The Emoji Show Is Gathering Emoji Based Art

Like the selfie, the emoji has faced its fair share of derision. But as more and more people use the little icons they’re finding more acceptance

Fred Benenson

We’ve already established that the selfie is a legitimate art form – validated by having its own show and gallery. Now it’s time to add the emoji. The Emoji Show explains the idea behind the show:

In today’s visually oriented culture, which increasingly communicates through images rather than text, emoji comprise a kind of “visual vernacular,” a language that conveys humor, ambiguity and personality as well as meaning.

This visual form of communication isn’t necessarily new—from cave paintings, to hieroglyphics, to religious and mythological symbols encoded in traditional painting and sculpture, we’ve been communicating through images since the dawn of mankind—but its dominance in culture today, especially among millennials, seems to indicate a greater shift in our approach to self-expression.

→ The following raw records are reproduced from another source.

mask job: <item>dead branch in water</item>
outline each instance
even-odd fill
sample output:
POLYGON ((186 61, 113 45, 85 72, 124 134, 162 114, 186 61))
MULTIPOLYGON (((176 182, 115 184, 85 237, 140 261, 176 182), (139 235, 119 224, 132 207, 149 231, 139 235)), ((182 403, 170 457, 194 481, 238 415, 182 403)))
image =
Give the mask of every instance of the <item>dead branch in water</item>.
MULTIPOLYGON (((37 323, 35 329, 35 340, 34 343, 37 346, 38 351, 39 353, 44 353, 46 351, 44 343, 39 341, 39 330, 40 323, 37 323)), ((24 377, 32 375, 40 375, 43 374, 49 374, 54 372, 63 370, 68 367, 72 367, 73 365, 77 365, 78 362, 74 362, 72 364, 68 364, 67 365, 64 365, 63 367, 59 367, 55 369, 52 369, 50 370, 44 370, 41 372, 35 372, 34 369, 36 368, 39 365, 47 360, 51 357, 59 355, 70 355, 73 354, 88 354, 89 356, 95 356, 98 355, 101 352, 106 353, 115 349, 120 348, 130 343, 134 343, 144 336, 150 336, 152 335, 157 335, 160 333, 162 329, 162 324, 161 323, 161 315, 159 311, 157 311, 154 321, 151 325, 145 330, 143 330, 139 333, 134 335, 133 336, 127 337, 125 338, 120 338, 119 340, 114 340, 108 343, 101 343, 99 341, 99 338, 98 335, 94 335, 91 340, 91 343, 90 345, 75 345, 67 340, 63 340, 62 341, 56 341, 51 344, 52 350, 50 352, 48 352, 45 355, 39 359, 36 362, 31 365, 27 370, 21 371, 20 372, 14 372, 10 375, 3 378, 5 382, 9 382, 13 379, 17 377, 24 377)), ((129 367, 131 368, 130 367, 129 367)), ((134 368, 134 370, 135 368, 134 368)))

Like the selfie, the emoji has faced its fair share of derision. But as more and more people use the little icons, they’re finding more acceptance. According to Britt Peterson at the Boston Globe, even anthropologists are interested:

Digital culture is awash in words: a 2010 report from the Pew Research Center’s Internet & American Life Project showed that US teens used texting more than any other method to stay in touch. But younger Americans are accustomed to exchanging information visually as well. For people growing up on Snapchat, Instagram, GIFs, and the image-heavy pages of Facebook, emoji are the perfect “boundary form,” as University of California Irvine cultural anthropologist Mimi Ito describes it, engaging both language and image. It helps that for older readers—i.e., parents—they can be completely indecipherable.

If you want to get in on the emoji trend but aren’t sure where to start, you can see which emoji are the most popular right now at Emoji Tracker.